The bill seeks foreclosure of a purchase-money mortgage. The answer of defendant mortgagor sets up, by way of defense, the claim that, at the time the land was conveyed to defendant and the purchase-money mortgage was executed by him, two prior mortgages existed against the premises, which mortgages are still outstanding and unpaid, and also the claim that, since the conveyance was executed, defendant has ascertained that his vendor did not have title to an undivided one-half part of the premises so conveyed. Credit is sought for the amount of the incumbrances and for the failure of title to part of the land. No fraud or mutual mistake is alleged. Nor does it appear that the deed of conveyance to defendant contained either covenants of title or covenants against incumbrances.
Motion is now made in behalf of complainant to strike out these affirmative defenses.
Wm.
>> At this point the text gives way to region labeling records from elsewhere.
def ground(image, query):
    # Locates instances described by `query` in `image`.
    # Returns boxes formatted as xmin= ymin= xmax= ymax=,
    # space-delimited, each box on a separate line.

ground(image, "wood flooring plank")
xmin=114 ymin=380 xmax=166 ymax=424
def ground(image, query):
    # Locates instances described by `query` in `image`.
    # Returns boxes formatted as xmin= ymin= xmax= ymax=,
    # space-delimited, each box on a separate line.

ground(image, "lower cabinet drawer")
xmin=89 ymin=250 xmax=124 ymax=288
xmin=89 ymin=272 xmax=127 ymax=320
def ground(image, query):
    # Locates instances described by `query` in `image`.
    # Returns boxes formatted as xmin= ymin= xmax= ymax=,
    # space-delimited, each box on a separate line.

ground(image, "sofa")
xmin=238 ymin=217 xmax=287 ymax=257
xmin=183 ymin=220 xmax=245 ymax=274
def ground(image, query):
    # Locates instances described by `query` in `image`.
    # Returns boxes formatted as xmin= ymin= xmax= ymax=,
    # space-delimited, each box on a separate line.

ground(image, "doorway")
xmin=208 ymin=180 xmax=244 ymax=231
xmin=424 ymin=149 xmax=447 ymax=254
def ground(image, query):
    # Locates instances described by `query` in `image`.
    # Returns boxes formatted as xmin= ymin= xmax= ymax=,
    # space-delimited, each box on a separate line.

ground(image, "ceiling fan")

D. Lippincott, of Camden, for the motion.
Knight & Orlando, of Camden, opposed.
LEAMING, Vice Chancellor (after stating the facts as above), In the absence of fraud or mistake, defenses of this nature are wholly dependent upon the covenants contained in the deed of conveyance. When the deed from complainant to defendant contains a covenant against incumbrances the mortgagor will be entitled to a deduction for prior incumbrances. This is because in such circumstances that covenant may be deemed already broken when made and this court may appropriately determine an issue of that nature. When the deed contains a covenant of title, this court will not undertake to adjudicate an issue of title to determine whether the covenant has been broken, but will leave that issue for the courts of law. This is because the primary jurisdiction for adjudication of legal titles rests in courts of law. If there has been an ouster under a paramount title, the covenant of title may be deemed broken, and relief may be awarded; otherwise the utmost relief this court will grant in such circumstances is to stay the foreclosure pending an action at law. When the deed contains no covenants, no relief will be awarded. This is because, in buying without covenants, the doctrine of caveat emptor must apply, and the deed is to be regarded as the final expression and measure of the engagements of the respective parties. These views will be found to be adequately supported in the cases cited in Kuhnen v. Parker, 56 N. J. Eq. 286, 38 A. 641, and Hawthorne v. Odenson, 94 N. J. Eq. 588,120 A. 797, to which should be added Ratkewicz v. Kara, 89 N. J. Eq. 203, 103 A. 912.
It follows that, since the affirmative defenses disclose neither fraud nor mutual mistake nor covenants of title nor covenants against incumbrances, complainant's motion must prevail.